DELETEs Are Difficult

by radimmon 11/25/2024, 6:46 AMwith 115 comments

by jandrewrogerson 12/1/2024, 8:07 AM

DELETE is expensive at a deep fundamental level that we don’t think about much in computer science because we are more worried about losing data. The article is about Postgres but it generalizes. We don’t actually have any computer science for DELETE optimized databases. I’ve idly looked into delete-optimization in databases as thought experiments, since there isn’t much in the way of literature on it, and it is far more difficult than I think many people intuit. The article is partly a manifestation of this reality.

I think the nature of DELETE is one of the more interesting open problems in computer science. It is one of those things that, when we require precision, turns out to be very difficult to define.

by xg15on 12/1/2024, 9:44 AM

> For example, deleting 1 million rows in a single transaction is a textbook case of what not to do. Instead, splitting the operation into smaller batches, such as deleting 10,000 rows across 100 iterations, is far more effective.

Why do I as a user have to do that? Why can't the database implement batching internally and automatically transform my 1-million-rows query into an appropriate list of batched queries?

(Edit: Thanks a lot for the answers, that makes more sense - in particular the point that this would also lock one million rows at once)

by aurareturnon 11/25/2024, 6:50 AM

  DELETE FROM films;
I'm surprised databases makes it so easy to just delete an entire table. I think the command should be

  DELETE FROM films YES-I-KNOW-WHAT-I-AM-DOING;

by Svipon 12/1/2024, 8:40 AM

> Unlike DELETEs, UPDATEs don’t trigger cascaded actions - they only involve triggers that are explicitly defined.

That's not entirely true. ON UPDATE CASCADE is a thing for foreign keys, at least in PostgreSQL (which this article is talking about), meaning that the foreign row referencing the row gets updated. Though, personally, I would never use ON UPDATE CASCADE, as it seems kind of funky.

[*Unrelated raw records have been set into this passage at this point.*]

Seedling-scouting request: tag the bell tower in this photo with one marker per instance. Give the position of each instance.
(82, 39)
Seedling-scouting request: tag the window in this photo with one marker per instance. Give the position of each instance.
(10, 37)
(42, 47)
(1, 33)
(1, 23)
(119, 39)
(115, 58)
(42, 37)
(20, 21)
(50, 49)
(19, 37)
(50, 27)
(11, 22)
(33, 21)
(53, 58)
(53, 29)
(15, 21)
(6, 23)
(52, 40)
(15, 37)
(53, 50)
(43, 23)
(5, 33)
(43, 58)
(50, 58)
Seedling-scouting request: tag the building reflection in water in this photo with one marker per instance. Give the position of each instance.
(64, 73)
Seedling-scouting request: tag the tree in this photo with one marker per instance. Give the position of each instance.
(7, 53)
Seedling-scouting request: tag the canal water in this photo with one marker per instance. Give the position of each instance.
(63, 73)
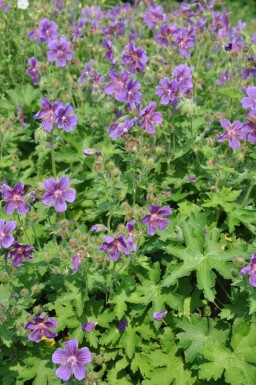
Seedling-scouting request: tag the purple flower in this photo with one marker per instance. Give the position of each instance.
(117, 84)
(19, 253)
(116, 29)
(71, 360)
(163, 37)
(182, 74)
(65, 118)
(59, 5)
(33, 70)
(5, 238)
(114, 246)
(98, 228)
(159, 315)
(192, 178)
(154, 15)
(78, 29)
(90, 152)
(135, 58)
(130, 242)
(47, 113)
(249, 129)
(122, 325)
(85, 72)
(21, 116)
(58, 192)
(96, 79)
(109, 55)
(228, 47)
(119, 128)
(149, 118)
(130, 225)
(59, 52)
(250, 270)
(15, 199)
(76, 262)
(93, 12)
(155, 219)
(40, 327)
(250, 100)
(89, 326)
(35, 35)
(47, 30)
(133, 96)
(232, 133)
(168, 91)
(184, 39)
(224, 77)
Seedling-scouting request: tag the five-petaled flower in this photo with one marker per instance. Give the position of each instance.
(250, 100)
(149, 118)
(48, 113)
(59, 51)
(19, 253)
(5, 238)
(159, 315)
(155, 219)
(65, 117)
(71, 360)
(40, 327)
(250, 270)
(58, 192)
(233, 132)
(15, 199)
(114, 246)
(32, 71)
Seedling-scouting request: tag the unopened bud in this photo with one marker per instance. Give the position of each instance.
(24, 292)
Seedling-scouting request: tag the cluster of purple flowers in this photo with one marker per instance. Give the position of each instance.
(114, 246)
(58, 51)
(170, 91)
(33, 70)
(58, 114)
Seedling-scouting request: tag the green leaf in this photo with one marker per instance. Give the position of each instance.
(197, 333)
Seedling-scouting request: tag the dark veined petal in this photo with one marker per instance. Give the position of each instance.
(64, 372)
(79, 371)
(59, 356)
(84, 354)
(10, 207)
(60, 205)
(9, 226)
(64, 183)
(71, 347)
(50, 185)
(48, 199)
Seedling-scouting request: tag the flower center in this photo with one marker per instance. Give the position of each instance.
(57, 193)
(72, 360)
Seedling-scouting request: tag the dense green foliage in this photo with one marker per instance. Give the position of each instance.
(191, 269)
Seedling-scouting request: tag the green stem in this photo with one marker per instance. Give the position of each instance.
(53, 156)
(252, 184)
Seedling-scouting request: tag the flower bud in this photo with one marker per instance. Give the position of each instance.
(111, 166)
(15, 310)
(121, 195)
(234, 273)
(84, 238)
(24, 292)
(239, 261)
(35, 289)
(47, 257)
(77, 234)
(64, 254)
(4, 278)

by Terr_on 11/25/2024, 8:50 AM

For many of the most painful deletion questions, the root problem is that when the software was first made the stakeholders/product-org didn't think about use-cases for deleting things. At best, they assume a "do not show" property can be placed onto things, which falls apart when you get to legal issues that compel actual removal.

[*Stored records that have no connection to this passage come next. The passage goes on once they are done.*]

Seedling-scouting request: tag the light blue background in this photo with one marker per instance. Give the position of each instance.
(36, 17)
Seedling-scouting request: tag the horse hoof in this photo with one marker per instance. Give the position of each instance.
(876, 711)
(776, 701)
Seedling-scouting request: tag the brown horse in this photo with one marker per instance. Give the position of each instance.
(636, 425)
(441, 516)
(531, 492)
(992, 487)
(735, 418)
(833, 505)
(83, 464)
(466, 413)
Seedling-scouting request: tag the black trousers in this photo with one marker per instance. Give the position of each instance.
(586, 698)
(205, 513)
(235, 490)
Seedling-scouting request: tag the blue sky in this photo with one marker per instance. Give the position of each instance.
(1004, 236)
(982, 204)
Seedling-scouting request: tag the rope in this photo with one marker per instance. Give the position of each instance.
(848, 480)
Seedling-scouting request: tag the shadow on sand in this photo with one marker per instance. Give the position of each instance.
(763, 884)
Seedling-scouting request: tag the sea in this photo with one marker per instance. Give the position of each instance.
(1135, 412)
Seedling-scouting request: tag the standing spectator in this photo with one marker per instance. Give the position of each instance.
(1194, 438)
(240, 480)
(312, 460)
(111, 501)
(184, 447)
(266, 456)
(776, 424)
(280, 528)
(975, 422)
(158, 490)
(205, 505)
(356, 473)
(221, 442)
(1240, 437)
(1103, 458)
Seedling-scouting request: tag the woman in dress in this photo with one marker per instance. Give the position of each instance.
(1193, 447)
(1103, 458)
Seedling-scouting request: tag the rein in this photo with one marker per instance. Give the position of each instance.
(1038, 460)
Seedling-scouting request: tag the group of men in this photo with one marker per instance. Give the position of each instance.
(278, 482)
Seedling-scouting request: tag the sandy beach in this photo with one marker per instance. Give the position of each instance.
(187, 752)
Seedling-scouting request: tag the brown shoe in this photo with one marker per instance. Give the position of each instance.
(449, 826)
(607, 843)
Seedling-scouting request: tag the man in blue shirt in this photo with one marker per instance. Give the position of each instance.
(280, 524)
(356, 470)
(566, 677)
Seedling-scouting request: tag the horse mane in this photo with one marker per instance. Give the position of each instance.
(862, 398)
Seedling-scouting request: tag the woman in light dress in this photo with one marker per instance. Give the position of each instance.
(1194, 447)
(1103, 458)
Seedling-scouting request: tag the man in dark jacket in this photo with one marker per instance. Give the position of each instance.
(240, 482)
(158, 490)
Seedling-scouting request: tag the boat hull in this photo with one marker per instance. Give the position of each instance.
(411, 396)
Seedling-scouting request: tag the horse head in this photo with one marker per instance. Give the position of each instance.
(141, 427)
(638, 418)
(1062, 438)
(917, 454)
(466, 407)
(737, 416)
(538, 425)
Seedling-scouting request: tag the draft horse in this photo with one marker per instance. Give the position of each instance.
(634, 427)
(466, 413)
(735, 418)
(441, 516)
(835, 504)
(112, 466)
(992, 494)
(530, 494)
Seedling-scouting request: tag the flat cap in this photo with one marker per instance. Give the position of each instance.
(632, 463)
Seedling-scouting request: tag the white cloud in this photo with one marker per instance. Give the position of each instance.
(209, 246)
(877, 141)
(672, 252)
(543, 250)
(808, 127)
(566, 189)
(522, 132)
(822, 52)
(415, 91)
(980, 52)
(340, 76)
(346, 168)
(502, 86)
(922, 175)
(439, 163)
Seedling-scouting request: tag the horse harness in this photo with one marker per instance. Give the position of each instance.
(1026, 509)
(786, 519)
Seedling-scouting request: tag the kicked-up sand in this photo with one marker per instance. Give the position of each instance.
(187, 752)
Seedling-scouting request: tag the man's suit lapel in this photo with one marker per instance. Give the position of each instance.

by yen223on 12/1/2024, 7:44 AM

A big asterisk that should be added to the article is that all that applies to Postgres.

Other databases have their own deletion mechanisms (and deletion quirks)

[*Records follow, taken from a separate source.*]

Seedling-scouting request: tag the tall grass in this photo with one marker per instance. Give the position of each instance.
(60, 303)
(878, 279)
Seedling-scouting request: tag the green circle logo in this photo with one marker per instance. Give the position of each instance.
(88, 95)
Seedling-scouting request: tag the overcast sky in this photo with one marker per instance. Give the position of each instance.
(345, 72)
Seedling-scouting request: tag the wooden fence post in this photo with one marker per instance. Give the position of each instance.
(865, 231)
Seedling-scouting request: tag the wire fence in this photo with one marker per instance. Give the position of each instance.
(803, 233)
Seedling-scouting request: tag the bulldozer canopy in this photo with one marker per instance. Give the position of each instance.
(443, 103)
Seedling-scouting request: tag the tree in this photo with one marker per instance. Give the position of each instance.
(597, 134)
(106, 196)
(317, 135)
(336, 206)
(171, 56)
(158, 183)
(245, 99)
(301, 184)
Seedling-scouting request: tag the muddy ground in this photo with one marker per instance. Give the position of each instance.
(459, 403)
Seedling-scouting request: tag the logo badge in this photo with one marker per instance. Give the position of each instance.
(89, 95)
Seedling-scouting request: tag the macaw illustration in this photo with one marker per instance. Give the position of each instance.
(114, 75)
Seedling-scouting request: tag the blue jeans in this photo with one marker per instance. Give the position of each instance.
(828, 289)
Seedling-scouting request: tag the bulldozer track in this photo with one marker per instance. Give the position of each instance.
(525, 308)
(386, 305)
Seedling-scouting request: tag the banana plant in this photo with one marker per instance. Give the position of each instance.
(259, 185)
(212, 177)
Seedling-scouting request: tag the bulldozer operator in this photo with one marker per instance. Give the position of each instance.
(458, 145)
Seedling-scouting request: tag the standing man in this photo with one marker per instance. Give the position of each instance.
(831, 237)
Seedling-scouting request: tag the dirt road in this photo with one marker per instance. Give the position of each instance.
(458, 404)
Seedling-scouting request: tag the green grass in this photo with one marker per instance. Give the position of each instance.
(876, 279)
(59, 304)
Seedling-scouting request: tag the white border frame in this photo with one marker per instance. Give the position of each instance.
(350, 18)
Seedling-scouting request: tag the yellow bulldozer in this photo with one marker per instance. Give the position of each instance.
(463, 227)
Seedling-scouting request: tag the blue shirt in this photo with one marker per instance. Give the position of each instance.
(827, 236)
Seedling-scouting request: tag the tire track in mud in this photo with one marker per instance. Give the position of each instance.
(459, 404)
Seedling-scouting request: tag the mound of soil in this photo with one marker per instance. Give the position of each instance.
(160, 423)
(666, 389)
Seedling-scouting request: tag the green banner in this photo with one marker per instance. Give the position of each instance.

It's a very good article otherwise.

by physicsguyon 12/1/2024, 8:55 AM

They are difficult but it shouldn’t be underestimated the cost of trying to keep consistency with the alternatives either.

I sometimes think that people ask the wrong question on this sort of thing - rather than thinking “what technical solution should I come up with” you should be thinking “what is the business requirement here, and what consistency guarantees are needed?”

In many cases you want to soft delete anyway and mark rows as stale rather than deleting them wholesale. Cascade deletes need to be very carefully thought about, as while they’re very handy they can be quite destructive if the relationships are not mapped out.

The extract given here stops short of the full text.